Executives from Lloyd’s, Aviva and Verisk used the Verisk Insurance Conference 2025 in London to deliver a shared message: insurance must brace for more volatility, adapt to rapid technological shifts, and adopt common standards to keep pace with the risks facing clients.

Verisk group CEO Lee Shavel set the scene by urging the industry to sharpen its data capabilities and push for more connected markets.

Verisk insurance conference

Aviva UK CEO Jason Storah followed with a warning that extreme weather, political interference and softening rates were putting insurers’ bottom-line discipline to the test.

Lloyd’s of London’s chief commercial officer and CEO, Lloyd’s Americas, Dawn Miller (pictured in conversation with Shavel) placed geopolitics, innovation and talent at the heart of her vision for a “future fit” market.

Miller: Geopolitics, data and talent

Miller said Lloyd’s had reviewed “own risk assessments” across managing agents to test whether boardroom concerns match underwriting behaviour on the ground.

“Geopolitics definitely headlined,” she said. “Next level down would have been interconnected risks… while AI is helping us… how is it creating new risks as well?”

She added that modelling gaps remain for perils such as severe convective storm and hail. “Talent is an ongoing and large risk for our business.”

Her prescription began with some fundamentals.

“The baseline… is data,” she said, highlighting the need for scalable routes to market, faster pathways from innovation to capital, and more regulator engagement through sandboxes and knowledge exchange.

She pointed to an increasing number of partnerships, new memoranda of understanding with governments, academics and technology organisations.

Lloyd’s Lab, the re/insurance market’s technology incubator, was, she said, increasingly drawing innovators from beyond the sector.

One applicant had mapped river beds across the world, offering these data for insurance industry use. Such entrants bring “enormous amounts of data” and are driving a 95% success rate of Lab participants staying in the market, she highlighted.

Storah: volatility and discipline

Aviva’s Storah struck a cautious tone on macro forces shaping insurance.

“We’re living in a world where there’s just more volatility,” he said, warning that decisions would be better “led by economics, not led by populist politics.”

On AI, he saw “massive opportunities,” but said risks around fraud and cyber remain acute.

Extreme weather events are now a daily reality, too, he observed

“They are coming, and we’re seeing them all over the world,” Storah said.

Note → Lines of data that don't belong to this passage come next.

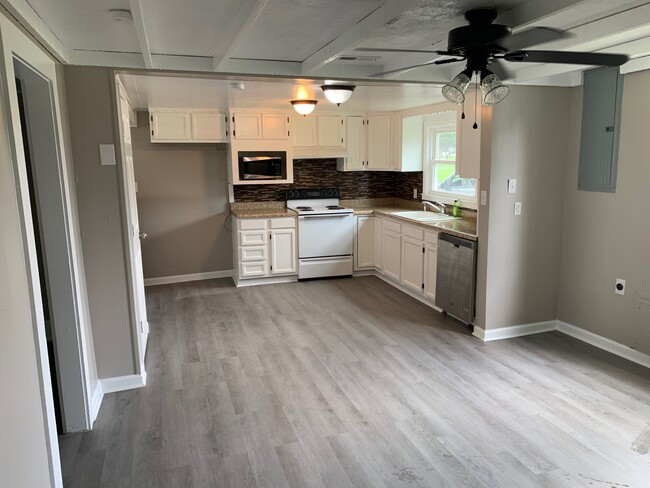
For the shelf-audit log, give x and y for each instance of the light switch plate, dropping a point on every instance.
(107, 154)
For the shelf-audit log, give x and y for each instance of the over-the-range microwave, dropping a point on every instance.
(262, 165)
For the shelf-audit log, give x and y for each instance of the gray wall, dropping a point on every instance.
(92, 116)
(607, 235)
(182, 205)
(522, 262)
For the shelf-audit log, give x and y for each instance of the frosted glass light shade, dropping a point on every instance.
(338, 94)
(304, 107)
(454, 91)
(493, 90)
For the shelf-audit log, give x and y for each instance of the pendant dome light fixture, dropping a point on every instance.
(304, 107)
(338, 94)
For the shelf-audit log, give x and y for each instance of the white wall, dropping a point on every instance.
(521, 266)
(607, 235)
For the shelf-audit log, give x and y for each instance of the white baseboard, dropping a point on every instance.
(514, 331)
(123, 383)
(166, 280)
(96, 403)
(605, 344)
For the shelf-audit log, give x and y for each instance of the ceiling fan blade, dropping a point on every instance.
(500, 70)
(381, 50)
(408, 68)
(566, 57)
(532, 37)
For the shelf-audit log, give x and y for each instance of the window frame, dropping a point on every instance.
(429, 164)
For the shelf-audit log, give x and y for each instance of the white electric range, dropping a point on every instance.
(325, 233)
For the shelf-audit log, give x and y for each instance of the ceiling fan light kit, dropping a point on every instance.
(304, 107)
(338, 94)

He underlined Aviva’s focus on sustainable pricing through market cycles.

“The top line is vanity and the bottom line is sanity,” he said, describing how competitive pricing soft market conditions expose “who’s vain and who’s sane.”

Storah pressed for systemic responses to climate risk, from investment in nature-based flood resilience to embedding property-level resilience standards in housing policy.

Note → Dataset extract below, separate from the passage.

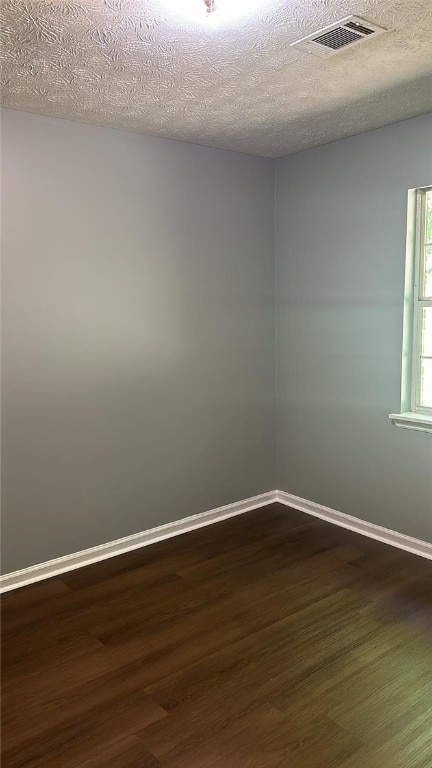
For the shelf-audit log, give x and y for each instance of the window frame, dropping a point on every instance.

He contrasted North America’s rich property data with the UK’s patchier picture, calling for better datasets to prove the downstream value of resilience investment.

Shavel: infrastructure and connection

Opening the session, Shavel positioned Verisk as a connective infrastructure to help insurers navigate the shifting risk landscape.

He stressed better data access, more predictive insights and linking underwriting, claims and capital.

This included work around social unrest and political risk analytics, in addition to natural catastrophe risk modelling, to expand capabilities in strikes, riots and civil commotion.

Shavel also previewed a new property claims carbon calculator, designed to quantify emissions from materials and rebuilding choices.

He argued that resilience will depend on local measures such as enforcement of building codes, alongside a shared quantitative “language” for different forms of risk capital.

“The language of insurance is data and numbers,” he said.

Miller agreed that standards, partnerships and talent would shape the market’s future.

“We cannot move forward unless we have the right diverse talent at the table,” she added.